Sorge wegen Ende der Homeoffice-Pflicht
Derweil blickt mancher auch mit Bangen auf das Ende der Homeoffice-Pflicht in der übernächsten Woche. Wo Chefs dann wieder auf Präsenz der Mitarbeiter bestehen, wird auch mehr gependelt werden müssen. Cordula van Almsieck aus Niederkassel etwa ist wegen des Homeoffice derzeit weniger von den hohen Preisen betroffen. Allerdings wohnt ihre Familie 200 Kilometer entfernt, wie sie erzählt: „Da merke ich es an den Tankstellen dann natürlich. Das ist schon gruselig und ich denke, es wird noch schlimmer.“
Auch die Industrie- und Handelskammer ist alarmiert: Zwar habe bei einer Umfrage im Januar die Mehrheit der Unternehmen für 2022 mit steigenden Energiepreisen gerechnet, so IHK-Geschäftsführer Stephan Wimmers. „Doch auf die aktuellen Entwicklungen war kaum ein Unternehmen vorbereitet. Unsere Unternehmen leiden nun darunter und nicht alle werden in der Lage sein, ihren Verbrauch weiter zu reduzieren oder die gestiegenen Kosten an die Kunden weiterzugeben“, so Wimmers.

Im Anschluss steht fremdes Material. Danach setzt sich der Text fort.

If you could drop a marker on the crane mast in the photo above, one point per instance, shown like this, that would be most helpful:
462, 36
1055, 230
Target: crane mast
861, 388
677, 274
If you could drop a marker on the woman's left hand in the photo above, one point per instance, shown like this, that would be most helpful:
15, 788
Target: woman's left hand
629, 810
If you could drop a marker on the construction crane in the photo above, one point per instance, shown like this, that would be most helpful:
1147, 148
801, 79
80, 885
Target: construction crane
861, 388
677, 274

SWB-Busse verbrauchen fünf Millionen Liter Diesel pro Jahr
Und selbst ein kommunales Unternehmen wie die Stadtwerke Bonn (SWB) beschäftigt die aktuelle Krise intensiv – trotz Sonderkonditionen, eigener Tankstelle und einer Einkaufskooperation mit anderen Verkehrsbetrieben: „Die 45-prozentige Steigerung des Dieselpreises innerhalb der vergangenen zwei Wochen trifft uns erheblich“, sagt Vizesprecherin Veronika John und verweist auf den jährlichen Dieselverbrauch der SWB-Busse von mehr als fünf Millionen Litern. Inwieweit die steigenden Rohstoffpreise durch erneute Fahrpreiserhöhungen aufgefangen werden müssen, lasse sich derzeit nicht sagen: Über die Ticketpreise entscheide die Zweckverbandsversammlung im Verkehrsverbund Rhein-Sieg.
Zurück zu den Zapfsäulen. „Normalerweise ist es vielleicht jeder zweite, aber im Moment sind es 90 Prozent der Kunden die hier reinkommen und die Preise anmerken oder sich beschweren“, fasst Christian Schlug, Mitarbeiter an einer Tankstelle in Bad Godesberg, die aktuelle Stimmungslage unter seinen Kunden zusammen. Da sei Geduld gefragt. Und das, obwohl sein Betrieb im innerstädtischen Vergleich zu den Günstigsten zählt: Wohl deshalb sei der Andrang trotz der allgemein hohen Preise sogar noch stärker als gewöhnlich, berichtet Schlug. Offenbar kalkulieren viele Kunden ein, dass das Ende der Fahnenstange noch immer nicht erreicht ist. Somit lautet ihr Motto: Schnell tanken, bevor es noch teurer wird.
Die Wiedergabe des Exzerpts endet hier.